I have a LIFE Magazine from 1948 that predicts TV will never catch on and never compete with radio effectively and may be doomed to failure. And then I have another article that was published some years later that predicts that 'radio as we know it today is doomed'. That article was written over 25 years ago.
That article actually was right of course, after a fashion at least. Radio did evolve into a completely different animal. Some would argue for the worse. As someone who is a bit a student of media in all its forms and who now works in that same radio business, I agree somewhat. Or at least I long for some of the things that are gone as part of those changes. It's hard to separate the emotional connections.
We went thru this massive automation phase, but then that went away. And most recently, at least stateside, radio went thru the Clear-Channel consolidation phase, but even that now is disappearing as Clear Channel frees itself of hundreds of licenses. The process will create once again, what CC got rid of -- local & regional pockets of ownership. The key to radio is being live and local. National ownership with all kinds of syndicated programming couldn't accomplish those two goals; nor could automation.
I harp on cyclical, but I've seen enough to know that the industry (be it TV, Radio, Movies whatever) is driven in large part by the executive ranks .. and the very nature of the business means those people turn over in big numbers every 10 to 15 years. (often much sooner than that)
And just as the staffing is cyclical, so are these arguments proclaiming the death of any given form of media or delivery method.
Radio was going to be the death of newspapers and record sales. Movies supposedly marked the end of live theatre. Television was going to kill off radio and/or the movies. Cable was going to be the network-tv-killer. Home video was going to ravage the movie industry. Satellite was going to kill cable. Pay Per View was going to kill the home video sales/rental business. TIVO was going to change EVERYTHING.
And of course, computers & the internet were going to team up to kill network AND cable TV, radio, the movies, the music industry, newspapers, magazines, the video rental business, cable TV, satellite, TIVO, your home phone service, Kodak's entire photography business, the adult novelty store, your local grocery store and probably books too!
None of things happened in the dramatic fashion envisioned.
Instead, each has changed the media world in both big and small ways. So I can't honestly think that the internet/iPod/YouTube/whatever will kill network TV. But it sure will change things. That's how it goes.
If you don't like change, stay the heck away from a job in the media industry.

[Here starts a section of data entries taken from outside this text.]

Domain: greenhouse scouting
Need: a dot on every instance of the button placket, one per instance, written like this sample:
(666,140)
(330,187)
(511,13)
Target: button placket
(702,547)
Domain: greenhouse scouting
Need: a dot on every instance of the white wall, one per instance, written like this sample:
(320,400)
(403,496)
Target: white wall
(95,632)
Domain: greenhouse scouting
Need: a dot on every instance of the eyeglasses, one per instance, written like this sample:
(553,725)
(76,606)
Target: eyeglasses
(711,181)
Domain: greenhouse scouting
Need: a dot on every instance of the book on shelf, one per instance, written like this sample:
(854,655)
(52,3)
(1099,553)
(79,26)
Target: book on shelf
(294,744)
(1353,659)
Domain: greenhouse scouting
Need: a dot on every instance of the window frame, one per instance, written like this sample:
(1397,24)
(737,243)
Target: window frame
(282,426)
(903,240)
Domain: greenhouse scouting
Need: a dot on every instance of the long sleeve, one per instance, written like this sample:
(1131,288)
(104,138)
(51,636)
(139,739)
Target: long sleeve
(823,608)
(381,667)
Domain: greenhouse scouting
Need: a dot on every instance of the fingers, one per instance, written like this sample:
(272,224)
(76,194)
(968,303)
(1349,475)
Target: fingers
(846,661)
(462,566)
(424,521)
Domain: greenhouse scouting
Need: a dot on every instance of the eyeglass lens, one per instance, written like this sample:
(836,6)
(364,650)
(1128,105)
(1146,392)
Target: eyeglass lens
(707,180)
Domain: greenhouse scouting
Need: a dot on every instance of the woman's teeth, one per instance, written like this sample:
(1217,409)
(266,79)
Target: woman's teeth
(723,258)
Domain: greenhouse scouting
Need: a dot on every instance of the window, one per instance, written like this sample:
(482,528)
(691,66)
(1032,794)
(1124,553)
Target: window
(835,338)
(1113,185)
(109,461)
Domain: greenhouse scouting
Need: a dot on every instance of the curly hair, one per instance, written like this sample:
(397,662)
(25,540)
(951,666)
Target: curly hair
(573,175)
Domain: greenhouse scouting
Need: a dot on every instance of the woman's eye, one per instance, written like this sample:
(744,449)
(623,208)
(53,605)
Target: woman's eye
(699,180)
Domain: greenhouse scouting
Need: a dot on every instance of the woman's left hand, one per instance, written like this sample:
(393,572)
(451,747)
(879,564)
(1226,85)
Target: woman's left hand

With each introduction of a new media form, or method of delivery, it changed the landscape considerably and sometimes yes even dramatically, but it didn't kill those industries in one fell swoop. Instead, the economics changed, the audience shifted and frequently the size scaled, those who couldn't change or evolve in a profitable fashion failed or were bought, the rest carried on and the industries evolved.
Corporate natural selection if you will; the free market & capitalism in action. The only alternative I can think of is communism.
Network TV, just like radio, movies, newspapers, books and live theatre, ain't dying. It's changing and probably in some pretty substantial ways.
It may not be the network TV we're used to or the one we liked. And in a few years we may not even recognize it all, but it ain't going anywhere.